Silver was a movie television channel broadcasting to the Nordic countries broadcasting quality movies, "World cinema" and independent films. The channel was managed by Scandinavian television broadcaster NonStop Television, part of Turner Broadcasting.

The owners NonStop Television applied for a license to broadcast a channel with the working name "NonStop Filmfestival" in the Swedish digital terrestrial network in the autumn of 2005. The government gave the channel a license in February 2006, at the expense of the owner's other movie channel, Showtime Scandinavia. NonStop Filmfestival had to launch before the end of May and Showtime was allowed to continue broadcasting until the new channel started.

NonStop Filmfestival was named "Silver" in April and could start broadcasting on May 26, 2006, during the Cannes Film Festival. The opening night included Velvet Goldmine, Wild at Heart and Millennium Hambo. Initially, the channel was only available in Sweden on the Boxer terrestrial platform and it wasn't available on from any other distributor until April 2, 2007, when it launched on the Swedish Com Hem cable network.
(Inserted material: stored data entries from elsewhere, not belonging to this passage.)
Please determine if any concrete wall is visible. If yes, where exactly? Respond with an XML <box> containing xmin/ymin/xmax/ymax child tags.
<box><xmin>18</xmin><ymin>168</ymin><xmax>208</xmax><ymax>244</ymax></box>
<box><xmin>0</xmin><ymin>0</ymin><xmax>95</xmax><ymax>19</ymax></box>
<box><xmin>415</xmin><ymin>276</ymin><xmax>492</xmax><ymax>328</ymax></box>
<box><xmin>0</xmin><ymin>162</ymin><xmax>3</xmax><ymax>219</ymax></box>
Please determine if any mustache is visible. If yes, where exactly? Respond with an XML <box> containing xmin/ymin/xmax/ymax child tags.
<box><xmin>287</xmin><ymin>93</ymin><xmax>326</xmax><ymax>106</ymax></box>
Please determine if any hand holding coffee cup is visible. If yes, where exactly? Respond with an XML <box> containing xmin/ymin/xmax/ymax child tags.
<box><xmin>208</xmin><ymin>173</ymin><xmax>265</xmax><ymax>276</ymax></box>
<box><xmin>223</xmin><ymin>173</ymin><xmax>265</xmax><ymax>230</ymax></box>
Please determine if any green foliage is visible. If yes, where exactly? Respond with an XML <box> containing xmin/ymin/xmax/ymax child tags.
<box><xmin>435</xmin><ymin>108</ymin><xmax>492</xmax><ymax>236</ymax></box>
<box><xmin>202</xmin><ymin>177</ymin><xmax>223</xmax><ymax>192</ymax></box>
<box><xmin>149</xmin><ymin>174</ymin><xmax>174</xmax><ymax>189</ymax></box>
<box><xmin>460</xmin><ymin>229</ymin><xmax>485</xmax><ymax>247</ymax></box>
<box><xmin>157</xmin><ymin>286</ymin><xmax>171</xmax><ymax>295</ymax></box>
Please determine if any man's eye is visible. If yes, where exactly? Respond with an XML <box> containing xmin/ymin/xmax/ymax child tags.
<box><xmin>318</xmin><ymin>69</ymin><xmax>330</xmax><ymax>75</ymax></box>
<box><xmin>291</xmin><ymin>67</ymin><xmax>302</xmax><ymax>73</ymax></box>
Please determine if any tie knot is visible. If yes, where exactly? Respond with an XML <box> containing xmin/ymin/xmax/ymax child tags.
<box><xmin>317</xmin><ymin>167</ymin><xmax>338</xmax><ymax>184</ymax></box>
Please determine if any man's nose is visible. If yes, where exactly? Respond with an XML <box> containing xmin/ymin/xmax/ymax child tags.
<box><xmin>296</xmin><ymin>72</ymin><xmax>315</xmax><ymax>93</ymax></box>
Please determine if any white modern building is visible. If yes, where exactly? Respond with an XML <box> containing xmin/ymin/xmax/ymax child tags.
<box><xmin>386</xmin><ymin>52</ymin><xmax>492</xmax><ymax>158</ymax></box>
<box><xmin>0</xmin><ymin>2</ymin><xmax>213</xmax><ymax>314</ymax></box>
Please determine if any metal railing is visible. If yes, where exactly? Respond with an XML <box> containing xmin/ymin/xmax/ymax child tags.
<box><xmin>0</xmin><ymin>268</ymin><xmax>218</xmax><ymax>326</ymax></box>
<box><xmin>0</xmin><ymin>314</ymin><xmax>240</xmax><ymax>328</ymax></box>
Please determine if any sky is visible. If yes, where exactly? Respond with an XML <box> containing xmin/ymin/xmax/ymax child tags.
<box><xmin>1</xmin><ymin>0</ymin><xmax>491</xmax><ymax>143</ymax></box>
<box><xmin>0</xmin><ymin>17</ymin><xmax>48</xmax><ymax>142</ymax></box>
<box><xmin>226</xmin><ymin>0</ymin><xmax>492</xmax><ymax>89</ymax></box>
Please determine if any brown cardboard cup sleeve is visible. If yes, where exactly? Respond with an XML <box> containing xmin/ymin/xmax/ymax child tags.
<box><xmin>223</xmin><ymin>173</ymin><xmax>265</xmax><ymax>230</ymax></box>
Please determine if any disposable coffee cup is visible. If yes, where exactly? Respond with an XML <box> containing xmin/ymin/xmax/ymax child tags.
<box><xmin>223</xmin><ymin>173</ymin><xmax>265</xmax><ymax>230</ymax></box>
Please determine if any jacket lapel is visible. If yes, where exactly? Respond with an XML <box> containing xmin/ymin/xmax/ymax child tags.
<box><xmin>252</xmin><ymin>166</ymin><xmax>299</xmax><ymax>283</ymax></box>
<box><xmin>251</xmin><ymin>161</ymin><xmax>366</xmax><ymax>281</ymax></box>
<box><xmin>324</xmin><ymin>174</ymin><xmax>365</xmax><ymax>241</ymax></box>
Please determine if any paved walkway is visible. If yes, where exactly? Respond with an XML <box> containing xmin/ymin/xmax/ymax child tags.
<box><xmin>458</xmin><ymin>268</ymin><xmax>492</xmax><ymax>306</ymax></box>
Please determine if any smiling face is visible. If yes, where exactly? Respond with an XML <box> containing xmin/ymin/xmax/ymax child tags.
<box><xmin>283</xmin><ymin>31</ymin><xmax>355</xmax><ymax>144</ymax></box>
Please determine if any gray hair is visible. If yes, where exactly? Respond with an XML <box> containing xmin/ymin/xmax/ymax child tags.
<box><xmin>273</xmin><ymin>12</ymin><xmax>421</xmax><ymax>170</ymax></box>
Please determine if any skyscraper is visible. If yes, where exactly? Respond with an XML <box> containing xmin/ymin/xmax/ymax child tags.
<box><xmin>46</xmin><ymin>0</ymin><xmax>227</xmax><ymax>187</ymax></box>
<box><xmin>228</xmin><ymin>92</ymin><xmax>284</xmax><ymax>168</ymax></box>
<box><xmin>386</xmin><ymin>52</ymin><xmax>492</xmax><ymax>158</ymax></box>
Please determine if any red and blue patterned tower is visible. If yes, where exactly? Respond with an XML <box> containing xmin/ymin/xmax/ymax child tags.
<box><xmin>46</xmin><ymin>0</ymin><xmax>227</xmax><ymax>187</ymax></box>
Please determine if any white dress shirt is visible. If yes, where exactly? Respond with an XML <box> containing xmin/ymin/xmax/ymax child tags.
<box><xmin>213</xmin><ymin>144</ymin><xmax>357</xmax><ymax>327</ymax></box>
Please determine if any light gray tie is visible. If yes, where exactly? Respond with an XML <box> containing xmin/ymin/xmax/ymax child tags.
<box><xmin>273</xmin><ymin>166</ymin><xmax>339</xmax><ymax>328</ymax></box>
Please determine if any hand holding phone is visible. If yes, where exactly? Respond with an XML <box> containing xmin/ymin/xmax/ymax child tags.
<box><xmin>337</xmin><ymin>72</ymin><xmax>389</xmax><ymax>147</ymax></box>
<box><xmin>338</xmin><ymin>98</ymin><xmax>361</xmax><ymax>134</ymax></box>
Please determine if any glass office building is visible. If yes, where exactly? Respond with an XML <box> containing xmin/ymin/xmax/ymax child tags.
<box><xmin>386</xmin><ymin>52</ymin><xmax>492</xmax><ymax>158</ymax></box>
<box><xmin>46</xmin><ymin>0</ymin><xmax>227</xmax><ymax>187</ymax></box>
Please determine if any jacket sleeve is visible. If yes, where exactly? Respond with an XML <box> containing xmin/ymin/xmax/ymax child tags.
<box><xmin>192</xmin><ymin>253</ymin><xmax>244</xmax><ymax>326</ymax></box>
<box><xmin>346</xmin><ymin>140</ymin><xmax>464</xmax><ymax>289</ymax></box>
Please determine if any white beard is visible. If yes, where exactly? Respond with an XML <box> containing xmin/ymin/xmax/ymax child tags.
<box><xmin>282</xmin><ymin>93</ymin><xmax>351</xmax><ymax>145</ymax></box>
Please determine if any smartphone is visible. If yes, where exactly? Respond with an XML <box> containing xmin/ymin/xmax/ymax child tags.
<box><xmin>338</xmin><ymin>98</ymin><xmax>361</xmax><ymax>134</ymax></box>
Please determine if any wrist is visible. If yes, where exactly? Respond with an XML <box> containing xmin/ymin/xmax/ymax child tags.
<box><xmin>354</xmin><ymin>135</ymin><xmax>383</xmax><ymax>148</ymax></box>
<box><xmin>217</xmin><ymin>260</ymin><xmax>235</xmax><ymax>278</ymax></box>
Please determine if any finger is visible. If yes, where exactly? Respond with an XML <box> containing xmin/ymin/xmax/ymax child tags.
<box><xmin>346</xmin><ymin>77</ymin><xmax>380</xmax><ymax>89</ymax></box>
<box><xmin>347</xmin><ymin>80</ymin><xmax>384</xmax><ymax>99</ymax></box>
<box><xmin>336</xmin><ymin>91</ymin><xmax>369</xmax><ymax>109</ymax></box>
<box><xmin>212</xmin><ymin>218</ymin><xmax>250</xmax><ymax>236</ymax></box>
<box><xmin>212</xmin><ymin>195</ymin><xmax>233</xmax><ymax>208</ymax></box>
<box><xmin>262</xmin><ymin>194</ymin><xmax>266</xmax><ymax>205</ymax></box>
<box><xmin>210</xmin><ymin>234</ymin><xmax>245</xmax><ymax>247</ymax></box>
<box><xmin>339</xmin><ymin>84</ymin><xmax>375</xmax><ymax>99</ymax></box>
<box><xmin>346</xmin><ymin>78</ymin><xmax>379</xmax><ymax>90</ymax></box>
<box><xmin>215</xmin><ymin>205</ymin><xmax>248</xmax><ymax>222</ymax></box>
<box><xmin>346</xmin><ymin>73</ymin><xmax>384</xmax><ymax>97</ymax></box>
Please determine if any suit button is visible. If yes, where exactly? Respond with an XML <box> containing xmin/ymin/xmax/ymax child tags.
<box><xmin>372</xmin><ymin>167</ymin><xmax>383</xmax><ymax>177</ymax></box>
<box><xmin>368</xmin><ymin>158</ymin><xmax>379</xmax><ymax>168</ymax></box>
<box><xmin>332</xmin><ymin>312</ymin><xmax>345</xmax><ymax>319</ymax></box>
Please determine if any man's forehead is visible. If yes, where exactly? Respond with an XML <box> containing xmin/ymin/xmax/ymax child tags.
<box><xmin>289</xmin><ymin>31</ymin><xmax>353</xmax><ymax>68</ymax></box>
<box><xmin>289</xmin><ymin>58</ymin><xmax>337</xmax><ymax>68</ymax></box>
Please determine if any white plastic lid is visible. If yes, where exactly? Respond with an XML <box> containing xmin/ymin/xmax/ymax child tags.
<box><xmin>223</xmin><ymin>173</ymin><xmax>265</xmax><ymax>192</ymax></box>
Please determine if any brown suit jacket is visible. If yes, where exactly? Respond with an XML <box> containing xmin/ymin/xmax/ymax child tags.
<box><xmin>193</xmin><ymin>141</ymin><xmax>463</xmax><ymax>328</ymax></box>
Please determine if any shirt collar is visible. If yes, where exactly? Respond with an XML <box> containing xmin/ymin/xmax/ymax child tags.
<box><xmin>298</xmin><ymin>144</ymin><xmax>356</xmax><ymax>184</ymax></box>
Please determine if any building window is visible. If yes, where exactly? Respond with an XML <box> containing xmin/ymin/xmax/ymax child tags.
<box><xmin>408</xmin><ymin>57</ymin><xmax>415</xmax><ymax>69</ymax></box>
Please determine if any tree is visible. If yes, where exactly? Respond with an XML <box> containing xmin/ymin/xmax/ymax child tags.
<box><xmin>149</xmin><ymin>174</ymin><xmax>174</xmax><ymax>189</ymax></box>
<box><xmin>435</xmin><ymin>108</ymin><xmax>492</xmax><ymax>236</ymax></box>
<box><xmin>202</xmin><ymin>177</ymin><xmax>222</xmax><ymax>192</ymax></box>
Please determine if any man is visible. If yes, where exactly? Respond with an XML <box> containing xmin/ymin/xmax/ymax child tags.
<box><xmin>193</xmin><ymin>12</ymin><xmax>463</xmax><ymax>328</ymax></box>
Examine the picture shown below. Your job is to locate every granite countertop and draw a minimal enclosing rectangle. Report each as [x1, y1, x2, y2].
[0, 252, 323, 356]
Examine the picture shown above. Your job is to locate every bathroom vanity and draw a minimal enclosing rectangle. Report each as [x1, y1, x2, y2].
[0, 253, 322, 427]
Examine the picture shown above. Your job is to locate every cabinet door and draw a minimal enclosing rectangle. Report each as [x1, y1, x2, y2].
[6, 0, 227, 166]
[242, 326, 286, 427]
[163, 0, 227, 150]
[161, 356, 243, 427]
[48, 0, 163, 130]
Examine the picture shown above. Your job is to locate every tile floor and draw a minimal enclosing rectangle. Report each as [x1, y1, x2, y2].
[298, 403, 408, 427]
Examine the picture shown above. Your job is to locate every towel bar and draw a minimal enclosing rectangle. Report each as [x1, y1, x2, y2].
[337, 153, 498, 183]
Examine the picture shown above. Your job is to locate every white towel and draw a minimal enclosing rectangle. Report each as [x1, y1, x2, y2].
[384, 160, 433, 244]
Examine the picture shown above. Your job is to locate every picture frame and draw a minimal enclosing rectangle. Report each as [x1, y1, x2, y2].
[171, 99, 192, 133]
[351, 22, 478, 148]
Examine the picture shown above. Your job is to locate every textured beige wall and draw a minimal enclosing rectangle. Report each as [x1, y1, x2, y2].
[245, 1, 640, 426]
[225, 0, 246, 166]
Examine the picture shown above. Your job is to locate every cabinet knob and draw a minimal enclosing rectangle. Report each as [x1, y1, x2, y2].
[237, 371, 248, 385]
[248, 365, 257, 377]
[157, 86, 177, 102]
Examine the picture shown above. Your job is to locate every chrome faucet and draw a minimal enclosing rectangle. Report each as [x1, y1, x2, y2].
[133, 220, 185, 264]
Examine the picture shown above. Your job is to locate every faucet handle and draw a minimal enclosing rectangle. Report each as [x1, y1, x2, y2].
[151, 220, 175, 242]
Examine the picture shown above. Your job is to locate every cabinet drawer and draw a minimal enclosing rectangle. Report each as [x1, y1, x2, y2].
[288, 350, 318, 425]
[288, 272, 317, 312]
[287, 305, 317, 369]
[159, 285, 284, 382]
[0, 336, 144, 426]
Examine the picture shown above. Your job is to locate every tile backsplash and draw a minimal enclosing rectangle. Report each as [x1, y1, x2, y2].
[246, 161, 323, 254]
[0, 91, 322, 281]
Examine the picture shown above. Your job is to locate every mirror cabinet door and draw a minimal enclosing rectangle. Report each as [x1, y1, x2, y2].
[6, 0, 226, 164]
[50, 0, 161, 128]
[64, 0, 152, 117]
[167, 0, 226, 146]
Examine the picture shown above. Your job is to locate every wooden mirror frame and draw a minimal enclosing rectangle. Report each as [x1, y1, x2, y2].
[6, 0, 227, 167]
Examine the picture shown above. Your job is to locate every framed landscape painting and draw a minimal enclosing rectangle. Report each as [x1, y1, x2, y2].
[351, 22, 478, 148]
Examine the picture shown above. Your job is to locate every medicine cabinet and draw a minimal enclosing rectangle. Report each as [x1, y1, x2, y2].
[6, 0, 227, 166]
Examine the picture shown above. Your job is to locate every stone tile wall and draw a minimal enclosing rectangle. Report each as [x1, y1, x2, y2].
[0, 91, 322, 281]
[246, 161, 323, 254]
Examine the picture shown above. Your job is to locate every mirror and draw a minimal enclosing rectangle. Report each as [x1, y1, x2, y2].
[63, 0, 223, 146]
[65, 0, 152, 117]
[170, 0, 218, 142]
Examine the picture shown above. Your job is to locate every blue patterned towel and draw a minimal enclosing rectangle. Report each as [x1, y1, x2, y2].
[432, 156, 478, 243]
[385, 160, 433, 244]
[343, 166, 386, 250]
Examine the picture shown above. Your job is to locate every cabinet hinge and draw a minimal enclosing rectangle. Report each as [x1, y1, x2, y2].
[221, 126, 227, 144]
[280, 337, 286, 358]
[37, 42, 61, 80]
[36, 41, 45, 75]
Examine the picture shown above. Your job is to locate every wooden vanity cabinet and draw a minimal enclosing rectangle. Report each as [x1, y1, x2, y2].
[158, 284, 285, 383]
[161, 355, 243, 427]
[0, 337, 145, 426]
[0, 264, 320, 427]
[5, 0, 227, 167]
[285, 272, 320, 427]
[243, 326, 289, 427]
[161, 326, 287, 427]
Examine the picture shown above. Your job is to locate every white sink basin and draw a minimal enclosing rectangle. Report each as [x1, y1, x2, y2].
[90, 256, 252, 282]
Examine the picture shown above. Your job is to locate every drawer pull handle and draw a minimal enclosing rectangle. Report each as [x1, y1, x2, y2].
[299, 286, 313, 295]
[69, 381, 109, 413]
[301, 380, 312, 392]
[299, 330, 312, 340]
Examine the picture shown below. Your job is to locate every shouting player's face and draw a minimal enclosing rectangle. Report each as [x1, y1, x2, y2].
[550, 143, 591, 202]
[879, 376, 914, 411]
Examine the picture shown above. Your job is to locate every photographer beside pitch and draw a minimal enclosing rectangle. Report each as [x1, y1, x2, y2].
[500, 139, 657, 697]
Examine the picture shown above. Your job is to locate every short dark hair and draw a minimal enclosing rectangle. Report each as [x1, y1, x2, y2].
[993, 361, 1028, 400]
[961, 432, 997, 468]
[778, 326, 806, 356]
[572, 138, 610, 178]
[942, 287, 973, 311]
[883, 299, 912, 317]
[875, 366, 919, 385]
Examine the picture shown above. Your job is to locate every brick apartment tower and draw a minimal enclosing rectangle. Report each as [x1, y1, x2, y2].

In February 2007, it was announced that the channel would launch on the 3 mobile phone platform in Sweden. This launch occurred on April 16 and NonStop claimed that Silver was the first movie channel in Europe to be available on a mobile platform. On the same day, it was announced that Silver would launch on satellite from Canal Digital in Finland, Sweden, Norway and Denmark on May 1 and that a high-definition version called "Silver HD" would launch on September 1, 2007. After the launch on Canal Digital satellite, it has expanded to other cable networks such as LumoTV in Finland and Get in Norway.

It was on Astra for the South African market. It was being bought by Top TV, a division of On Digital Media (ODM). It was launched in May 2010.